I didn’t respond, and he went on. “All right, the program. It’s not that complicated, really. It’s just a way of channeling money from American corporations to Japanese decision makers—the people who can ensure the American corporations get the contracts they want, and that the U.S. government gets the policies it needs.”

I smiled, liking the way silence seemed to draw him out. I might have thanked him for teaching me the technique.

“Decision makers…”

“That’s right. You know Japan. The government, the corporations, the yakuza…they’re all just different limbs attached to the same body.”

“And you wanted to cut off some of the limbs?”

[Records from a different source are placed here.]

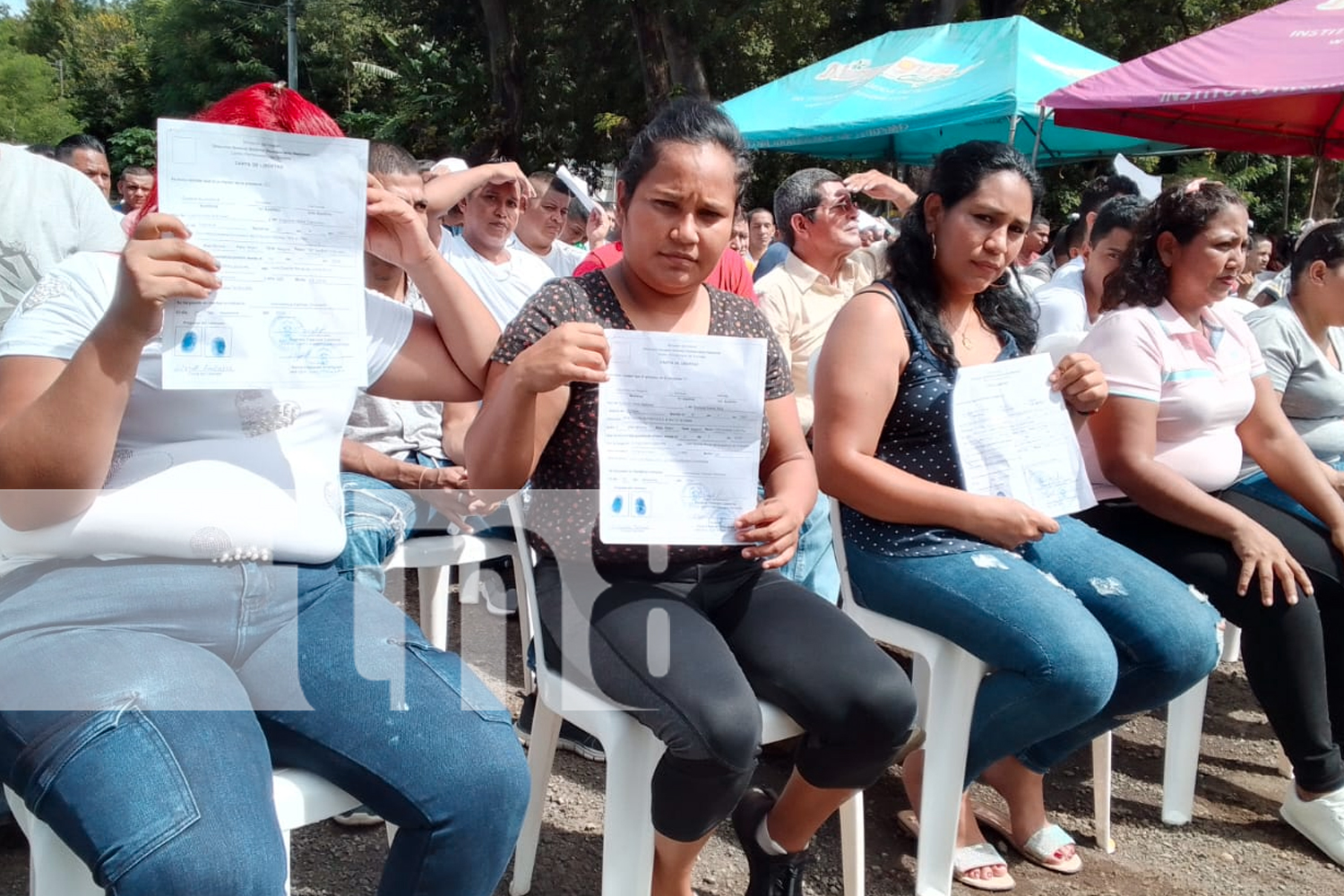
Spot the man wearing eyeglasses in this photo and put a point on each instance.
(825, 266)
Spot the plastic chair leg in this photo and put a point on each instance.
(433, 589)
(1101, 793)
(852, 845)
(953, 684)
(1180, 764)
(470, 583)
(628, 823)
(540, 754)
(1231, 643)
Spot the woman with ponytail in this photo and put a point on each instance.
(171, 622)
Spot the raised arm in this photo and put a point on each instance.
(857, 383)
(448, 190)
(524, 402)
(42, 398)
(445, 357)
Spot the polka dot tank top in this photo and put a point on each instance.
(917, 438)
(564, 508)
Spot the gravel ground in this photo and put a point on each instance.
(1236, 847)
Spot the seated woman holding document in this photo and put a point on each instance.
(688, 635)
(1301, 338)
(1080, 633)
(1191, 397)
(171, 616)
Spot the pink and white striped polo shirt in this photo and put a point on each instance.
(1202, 387)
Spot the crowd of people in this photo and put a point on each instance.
(222, 551)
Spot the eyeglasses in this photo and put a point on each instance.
(844, 206)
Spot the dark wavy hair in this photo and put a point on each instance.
(957, 174)
(1322, 244)
(1180, 211)
(685, 120)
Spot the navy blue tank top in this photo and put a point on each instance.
(917, 438)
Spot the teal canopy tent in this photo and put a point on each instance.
(910, 94)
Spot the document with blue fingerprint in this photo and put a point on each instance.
(679, 437)
(284, 217)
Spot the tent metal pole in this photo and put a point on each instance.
(1288, 190)
(1316, 183)
(1040, 126)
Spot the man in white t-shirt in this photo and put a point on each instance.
(503, 279)
(48, 211)
(1070, 303)
(540, 223)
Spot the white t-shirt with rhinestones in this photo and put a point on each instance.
(196, 474)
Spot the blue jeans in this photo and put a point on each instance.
(378, 517)
(1263, 490)
(1078, 633)
(147, 702)
(814, 565)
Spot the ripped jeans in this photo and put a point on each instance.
(144, 705)
(1078, 632)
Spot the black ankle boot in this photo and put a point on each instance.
(771, 874)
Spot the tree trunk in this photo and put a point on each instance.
(683, 59)
(505, 78)
(668, 56)
(653, 56)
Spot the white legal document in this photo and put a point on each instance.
(679, 437)
(284, 217)
(1015, 438)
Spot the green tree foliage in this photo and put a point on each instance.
(31, 109)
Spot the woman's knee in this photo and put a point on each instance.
(723, 729)
(1077, 675)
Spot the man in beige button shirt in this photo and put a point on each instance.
(827, 263)
(825, 266)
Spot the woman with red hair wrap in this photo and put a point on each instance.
(171, 624)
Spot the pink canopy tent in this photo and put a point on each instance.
(1271, 82)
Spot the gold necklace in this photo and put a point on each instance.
(962, 336)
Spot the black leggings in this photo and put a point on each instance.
(690, 650)
(1293, 654)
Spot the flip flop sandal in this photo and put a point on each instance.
(1040, 848)
(967, 858)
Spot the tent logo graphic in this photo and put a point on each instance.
(908, 70)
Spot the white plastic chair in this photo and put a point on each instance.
(437, 556)
(632, 754)
(301, 798)
(946, 680)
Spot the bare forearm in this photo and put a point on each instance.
(1292, 466)
(357, 457)
(1169, 495)
(448, 190)
(502, 444)
(884, 492)
(793, 481)
(88, 398)
(467, 328)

“Not cut off. Replace, with something better.”

“You told me Ozawa was charging too much. And Fukumoto, too?”

“No, that was just a convenient story because you insisted on knowing why I wanted Ozawa killed. What you need to understand now is that the opposite is true. They were taking too little. Do you understand?”

I didn’t, so I said nothing. After a moment, he went on. “The problem was, the old guard was too conservative. They felt they were making enough and didn’t want to rock the boat by demanding more. Even though I encouraged them.”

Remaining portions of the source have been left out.